Saturday, June 1, 2013

Focus: Where is mine?

OK, so maybe 4:00 in the a. of m. isn't the time for the clearest thoughts.  Any ideas travelling through my head at that time must negotiate a myriad of cobwebs and (probably) icky things.  Even I don't completely know where my mind has been but a thought did get trapped in there so this is my attempt to free it.  It's probably really scared right now so I'm thinking of puppies and clouds to add a small degree of comfort as it struggles to find its way out.  I usually try to come off as really eloquent and well spoken in these things but I'm abandoning that ship until such time as the thought is out of my head-dungeon and with its own kind.

{sigh}...where to start?

Lack of focus is my...umm....focus......here.  By that I mean..... well, I'm not sure I can tell you what I mean, exactly, so let me try to illustrate.

By college-aged standards I'm 'around' middle-aged.  By High School standards I'm old.  By Jr.
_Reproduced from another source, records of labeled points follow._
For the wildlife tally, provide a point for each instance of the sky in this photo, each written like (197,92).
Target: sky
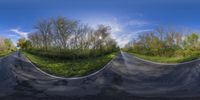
(127,18)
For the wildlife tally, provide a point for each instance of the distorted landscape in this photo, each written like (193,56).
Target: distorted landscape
(99,50)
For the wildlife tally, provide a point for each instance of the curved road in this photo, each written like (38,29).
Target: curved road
(125,78)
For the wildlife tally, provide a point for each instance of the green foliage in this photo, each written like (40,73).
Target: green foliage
(70,68)
(6,46)
(165,46)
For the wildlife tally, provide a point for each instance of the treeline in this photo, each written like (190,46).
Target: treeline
(6,46)
(166,43)
(69,38)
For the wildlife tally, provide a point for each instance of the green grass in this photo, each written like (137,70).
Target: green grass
(159,59)
(2,54)
(70,68)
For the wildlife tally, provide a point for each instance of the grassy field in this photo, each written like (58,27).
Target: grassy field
(159,59)
(70,68)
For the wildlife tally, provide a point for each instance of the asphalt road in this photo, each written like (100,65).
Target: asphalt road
(125,78)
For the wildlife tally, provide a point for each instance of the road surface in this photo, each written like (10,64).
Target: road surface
(125,78)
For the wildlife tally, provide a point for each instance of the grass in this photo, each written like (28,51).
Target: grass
(70,68)
(159,59)
(2,54)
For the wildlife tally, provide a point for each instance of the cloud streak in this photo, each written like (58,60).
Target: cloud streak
(21,33)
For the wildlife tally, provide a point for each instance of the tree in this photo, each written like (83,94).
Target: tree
(24,44)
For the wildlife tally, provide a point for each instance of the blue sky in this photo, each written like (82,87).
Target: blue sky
(128,18)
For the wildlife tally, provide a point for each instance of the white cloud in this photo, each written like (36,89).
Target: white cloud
(138,23)
(17,31)
(123,38)
(122,31)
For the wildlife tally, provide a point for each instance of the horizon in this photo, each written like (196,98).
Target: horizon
(127,18)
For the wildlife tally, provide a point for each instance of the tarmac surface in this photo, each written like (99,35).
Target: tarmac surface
(125,78)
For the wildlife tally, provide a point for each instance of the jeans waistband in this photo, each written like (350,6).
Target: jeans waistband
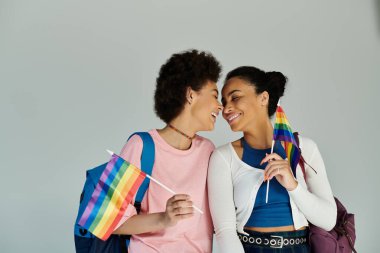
(275,239)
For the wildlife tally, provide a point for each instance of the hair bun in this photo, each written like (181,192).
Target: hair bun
(277,82)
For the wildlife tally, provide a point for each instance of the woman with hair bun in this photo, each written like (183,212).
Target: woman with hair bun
(238,171)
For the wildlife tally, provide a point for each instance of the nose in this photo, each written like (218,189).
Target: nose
(227,109)
(220,106)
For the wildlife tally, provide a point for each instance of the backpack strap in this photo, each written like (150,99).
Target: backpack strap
(93,176)
(147,162)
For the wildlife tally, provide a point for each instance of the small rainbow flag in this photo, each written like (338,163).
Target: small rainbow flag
(116,188)
(283,132)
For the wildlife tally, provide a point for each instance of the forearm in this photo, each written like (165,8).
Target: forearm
(143,223)
(320,211)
High standards I'm ancient, and by anything younger they wonder how I still manage to get vertical from time to time.  I won't go into great detail here but in any case I should be at a different stop on the train tracks of life.  I blame focus...or lack thereof.  OK, so I control my own focus so I'm pointing at myself here but the thought in my head is getting braver and if I don't get it out soon it may decide it's not so bad in there.  That's a hard pill to swallow because I need the space for other things like Star Wars trivia.

Lack of focus is a common problem - especially with many of today's youth.  I know there are exceptions to this generalization but I thought it best to cast a wide net and paint with a broad brush in case this thought gets trapped in your head next.  I'm also not talking about the usual suspects like ADHD and the mantra of 'just being a kid'.  I'm talking about me - or at least those of you who can relate.

Did I mention I'm old?  If not here then I'm sure another post has that detail embedded in it somewhere.  A person of my ....umm..... maturity isn't typically associated with dressing up in spaceman stuff but at least I can say it's for the benefit of others.  Many people I have a loose association with (and in some cases, I used to hang with on a semi-regular basis) are heading out to ComiCON's (and other conventions) of various cities (San Diego, Phoenix, Denver - and coming soon to Salt Lake), making movies, and probably well on their way to becoming famous, or at least decently well-known.

Here's where the problem comes in - did I mention I'm relatively 'life-experienced'?  I find myself wanting to be at these places and events with the aforementioned acquaintances.  Do I find anything wrong with that?  Not on the surface but no matter how you slice it I'd still end up in the role of 'creepy older guy'.  I don't like that role but it's a type-casting I can't biologically escape.  A wife and children who love me hopefully make the story seem like I'm less creep-tacular but in either scenario I'm still the (beginning to go) gray-haired guy trying to fit in with the generation one-rung down on the life-ladder and it's just making me a little sad.

So while I'd still like to be able to play with the younger kids my solution is to just be happy for them.  I still get to play from time to time, I just won't be going CON-hopping (honestly, I don't know how they pay for multiple extended trips like that) or taking long road-trips to remote locations to be credited as 'background street crosser' in a film that's likely to get great exposure and bring even more credibility to the people that deserve it (I don't think myself particular talented in that arena) and I've made my peace with it.  I'm happy for them and I have now turned my focus towards things that should (and do) matter a little more to me.  I think I turned a corner when I took my son to a RSL soccer game (a post on that to come).  ;)

Ahhh - I love the feeling of a thought being free from the confines of my dusty head-innards.  Fly my pretty!  Fly!